L’Évangile, c’est notre humanité visitée par Dieu,
et donc éclairée, illuminée par Dieu.
Ce que nous ne voyons pas,
Dieu le voit, Jésus le voit.

Quand nous, nous voyons des larmes
sur le visage des souffrants,
Jésus voit ces larmes.
Il les voit plus que nous
parce qu’Il les recueille, Il les fait siennes.
Jésus compatit au-delà de tout ce que nous pouvons imaginer.
Mais Jésus voit aussi
que ceux qui pleurent en aimant le Seigneur
seront consolés.
Il voit déjà la consolation :
Il voit la tendresse du Père qui prend sur son cœur
chaque cœur douloureux qui se laisse aimer.
Jésus voit la consolation et il peut dire sans hésiter :
« Heureux ceux qui pleurent » (Mt 5,4).

Quand nous, nous voyons des artisans de paix,
des Gandhi, des Jean-Paul II, des Jean Vanier
qui semblent travailler en vain
parce que la paix est toujours compromise
par l’irruption de la violence qui vient des cœurs malades,
Jésus, Lui, voit l’œuvre de Dieu qui se fait ;
Il voit ces âmes de paix qui portent Dieu en eux
comme une lampe porte une flamme…
Et quand le monde les rejette,
Jésus, Lui, entend le Père qui les reconnaît, les bénit, les accueille
parce qu’ils sont Ses enfants.
Et Jésus peut proclamer :
« Heureux les artisans de paix » (Mt 5,9).
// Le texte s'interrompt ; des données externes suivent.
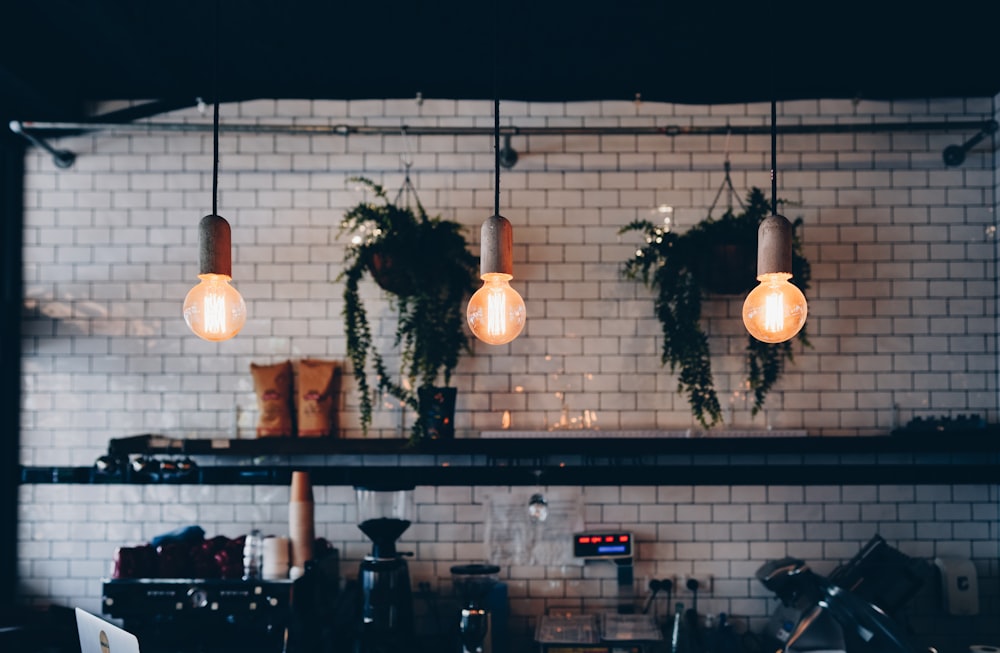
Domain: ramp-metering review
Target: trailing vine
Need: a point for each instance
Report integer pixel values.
(681, 268)
(424, 265)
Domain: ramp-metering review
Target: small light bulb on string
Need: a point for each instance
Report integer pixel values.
(496, 312)
(214, 310)
(776, 310)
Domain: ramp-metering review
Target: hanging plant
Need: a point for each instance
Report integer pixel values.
(424, 264)
(716, 256)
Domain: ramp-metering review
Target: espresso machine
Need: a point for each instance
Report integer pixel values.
(384, 514)
(473, 584)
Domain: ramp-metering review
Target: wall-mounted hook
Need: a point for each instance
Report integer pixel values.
(508, 156)
(954, 155)
(62, 158)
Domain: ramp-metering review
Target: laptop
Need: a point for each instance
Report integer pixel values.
(99, 636)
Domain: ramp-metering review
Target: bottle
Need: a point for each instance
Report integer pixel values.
(253, 555)
(301, 523)
(677, 643)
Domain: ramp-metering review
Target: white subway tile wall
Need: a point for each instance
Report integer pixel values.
(902, 324)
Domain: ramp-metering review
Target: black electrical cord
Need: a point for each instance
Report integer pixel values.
(774, 158)
(496, 155)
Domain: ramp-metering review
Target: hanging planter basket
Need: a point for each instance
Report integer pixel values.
(716, 256)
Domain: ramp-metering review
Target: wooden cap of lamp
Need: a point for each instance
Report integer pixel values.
(496, 246)
(215, 247)
(774, 245)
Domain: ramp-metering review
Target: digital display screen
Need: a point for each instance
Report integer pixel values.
(602, 545)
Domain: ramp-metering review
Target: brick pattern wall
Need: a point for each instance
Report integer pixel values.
(70, 533)
(902, 322)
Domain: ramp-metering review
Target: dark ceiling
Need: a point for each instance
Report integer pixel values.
(58, 55)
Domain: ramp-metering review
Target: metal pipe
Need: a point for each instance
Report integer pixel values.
(364, 130)
(62, 158)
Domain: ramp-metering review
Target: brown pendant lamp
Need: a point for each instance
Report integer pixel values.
(496, 312)
(774, 311)
(214, 310)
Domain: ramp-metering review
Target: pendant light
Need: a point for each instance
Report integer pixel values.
(215, 310)
(776, 309)
(496, 312)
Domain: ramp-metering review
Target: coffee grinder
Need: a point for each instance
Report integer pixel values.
(473, 584)
(384, 513)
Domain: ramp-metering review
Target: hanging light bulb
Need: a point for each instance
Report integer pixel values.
(496, 312)
(215, 310)
(774, 311)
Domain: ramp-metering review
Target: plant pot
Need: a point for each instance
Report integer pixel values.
(437, 411)
(729, 268)
(392, 273)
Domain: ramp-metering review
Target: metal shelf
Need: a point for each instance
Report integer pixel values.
(971, 457)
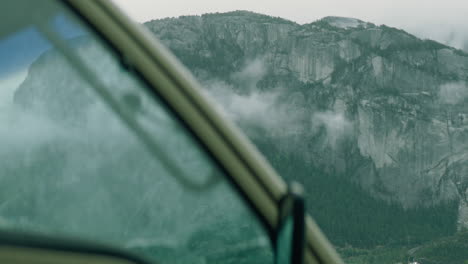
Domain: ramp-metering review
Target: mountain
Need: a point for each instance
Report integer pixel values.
(372, 120)
(341, 101)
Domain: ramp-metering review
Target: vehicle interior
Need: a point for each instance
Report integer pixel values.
(126, 151)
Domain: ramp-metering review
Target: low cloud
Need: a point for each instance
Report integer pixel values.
(453, 92)
(335, 124)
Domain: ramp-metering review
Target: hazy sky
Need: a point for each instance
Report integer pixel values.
(445, 21)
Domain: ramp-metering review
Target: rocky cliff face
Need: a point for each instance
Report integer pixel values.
(371, 103)
(372, 120)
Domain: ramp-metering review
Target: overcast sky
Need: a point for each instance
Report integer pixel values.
(445, 21)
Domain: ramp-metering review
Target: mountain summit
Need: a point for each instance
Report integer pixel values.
(372, 104)
(372, 120)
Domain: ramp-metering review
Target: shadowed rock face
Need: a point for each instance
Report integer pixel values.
(371, 103)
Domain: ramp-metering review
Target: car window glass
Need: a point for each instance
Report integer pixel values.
(73, 165)
(371, 119)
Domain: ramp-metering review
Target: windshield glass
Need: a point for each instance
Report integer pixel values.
(365, 111)
(88, 152)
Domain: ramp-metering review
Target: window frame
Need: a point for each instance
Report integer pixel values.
(246, 168)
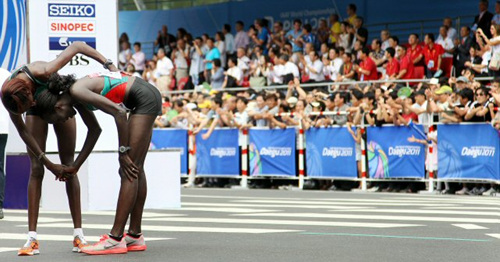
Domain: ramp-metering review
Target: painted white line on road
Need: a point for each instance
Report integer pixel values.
(494, 235)
(92, 213)
(427, 211)
(272, 206)
(305, 202)
(69, 238)
(24, 219)
(469, 226)
(227, 210)
(146, 228)
(377, 217)
(8, 249)
(281, 222)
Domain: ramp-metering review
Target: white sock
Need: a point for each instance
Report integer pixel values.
(78, 232)
(31, 234)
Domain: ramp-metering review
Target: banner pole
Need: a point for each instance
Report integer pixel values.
(301, 156)
(191, 159)
(244, 160)
(431, 156)
(363, 156)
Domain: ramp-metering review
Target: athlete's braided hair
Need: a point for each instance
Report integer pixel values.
(57, 86)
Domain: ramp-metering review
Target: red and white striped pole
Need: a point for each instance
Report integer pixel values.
(191, 159)
(244, 160)
(363, 156)
(300, 147)
(431, 155)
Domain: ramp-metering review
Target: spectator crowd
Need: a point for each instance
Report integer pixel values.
(331, 56)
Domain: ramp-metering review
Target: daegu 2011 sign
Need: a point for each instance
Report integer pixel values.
(272, 152)
(219, 155)
(330, 152)
(390, 155)
(468, 152)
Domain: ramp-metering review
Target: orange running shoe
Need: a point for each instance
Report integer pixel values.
(106, 246)
(78, 243)
(30, 248)
(135, 244)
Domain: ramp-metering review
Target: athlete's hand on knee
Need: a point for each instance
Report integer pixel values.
(128, 167)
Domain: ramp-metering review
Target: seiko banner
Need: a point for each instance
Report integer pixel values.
(170, 138)
(330, 152)
(390, 155)
(55, 24)
(219, 155)
(468, 152)
(272, 152)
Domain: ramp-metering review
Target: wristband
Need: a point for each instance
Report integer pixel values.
(107, 63)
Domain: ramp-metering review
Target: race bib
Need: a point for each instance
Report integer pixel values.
(430, 64)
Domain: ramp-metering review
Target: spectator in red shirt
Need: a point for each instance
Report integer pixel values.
(392, 68)
(432, 53)
(405, 64)
(367, 69)
(415, 52)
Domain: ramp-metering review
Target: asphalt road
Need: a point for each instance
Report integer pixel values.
(276, 225)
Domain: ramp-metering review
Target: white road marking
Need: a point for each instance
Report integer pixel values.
(469, 226)
(24, 219)
(377, 217)
(180, 229)
(362, 203)
(271, 206)
(419, 211)
(281, 222)
(227, 210)
(494, 235)
(8, 249)
(92, 213)
(69, 238)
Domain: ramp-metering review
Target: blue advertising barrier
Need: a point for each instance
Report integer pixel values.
(390, 155)
(219, 155)
(330, 152)
(468, 152)
(172, 139)
(272, 152)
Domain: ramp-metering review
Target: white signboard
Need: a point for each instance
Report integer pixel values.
(52, 26)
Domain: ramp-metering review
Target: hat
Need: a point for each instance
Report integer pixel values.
(191, 106)
(205, 104)
(463, 79)
(292, 100)
(404, 92)
(444, 90)
(420, 92)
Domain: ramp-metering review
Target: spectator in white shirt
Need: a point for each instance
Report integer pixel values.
(334, 65)
(180, 55)
(314, 69)
(196, 56)
(234, 75)
(138, 58)
(446, 42)
(451, 32)
(243, 60)
(241, 39)
(229, 40)
(164, 71)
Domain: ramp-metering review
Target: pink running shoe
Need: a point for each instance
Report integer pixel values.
(106, 246)
(135, 244)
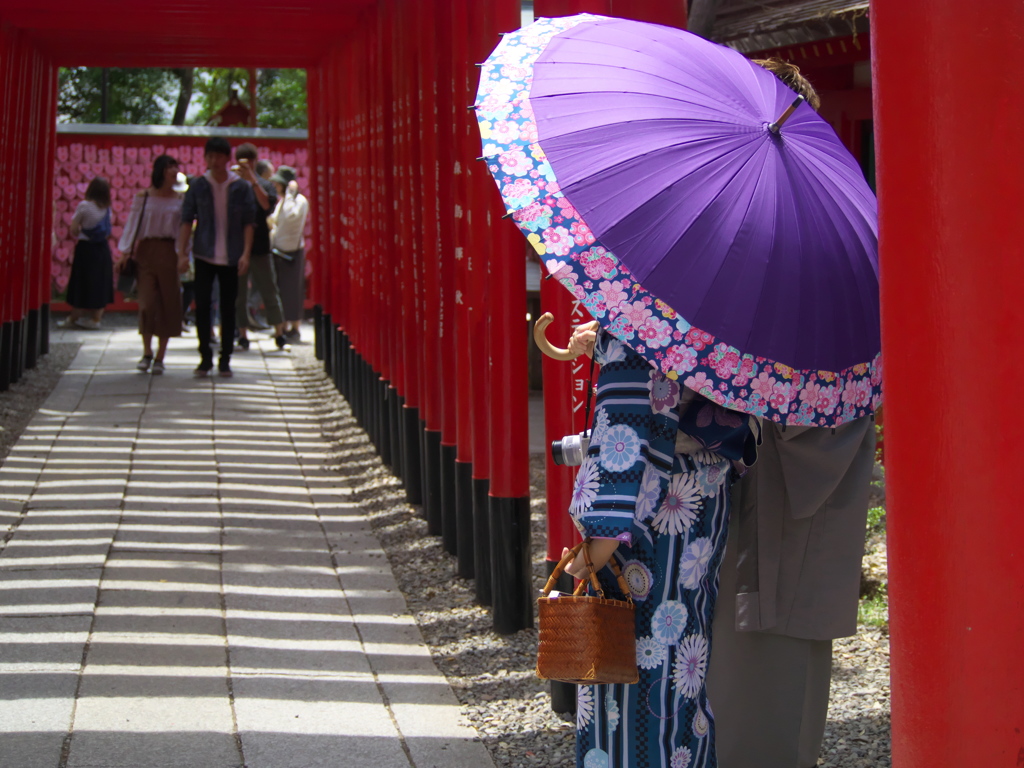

Quand nous voyons des gens pardonner
et parce qu’ils pardonnent, ils deviennent plus pauvres,
plus fragiles et moins crédibles aux yeux du monde,
Lui, Jésus, voit la Miséricorde du Père,
les enveloppe, les recrée, leur donne une beauté
que notre œil de chair ne peut pas voir.
Et Jésus peut proclamer :
« Heureux les miséricordieux » (Mt 5,7).

*

Combien nous serons surpris s’il nous est donné
d’accéder au Royaume.
Tout sera renversé de ce que sont les valeurs
et les idoles de notre monde.
Ce qui ici-bas est glorieux, ne sera que néant.
Ce qui ici-bas est méprisé, sera rempli de gloire.
Le Ciel, c’est le monde à l’envers.
Et nous pleurerons d’avoir perdu
tant d’énergie et de temps et blessé tant de personnes
pour chercher des bouts de pouvoir, de richesse et d’honneur
qui en fin de compte n’ont aucune valeur… tout au contraire.

Là-haut, il ne restera des Béatitudes qu’un seul mot : « Heureux ».
Heureux de Dieu ;
Heureux comme Dieu ;
Heureux en Dieu.
C’est là que mène le chemin de l’Évangile.
Si Dieu nous dépouille et Il le fait,
c’est pour nous rendre heureux.
Si Dieu nous éprouve et Il le fait,
c’est pour nous rendre heureux.

Et si demain on nous persécute
et que nous choisissions encore la faiblesse
et la folie de l’Évangile,
et que l’on nous persécute encore plus,
le Seigneur nous dit dès aujourd’hui :
« Réjouissez-vous, soyez dans l’allégresse,
car votre récompense est grande dans les cieux » (Mt 5,12).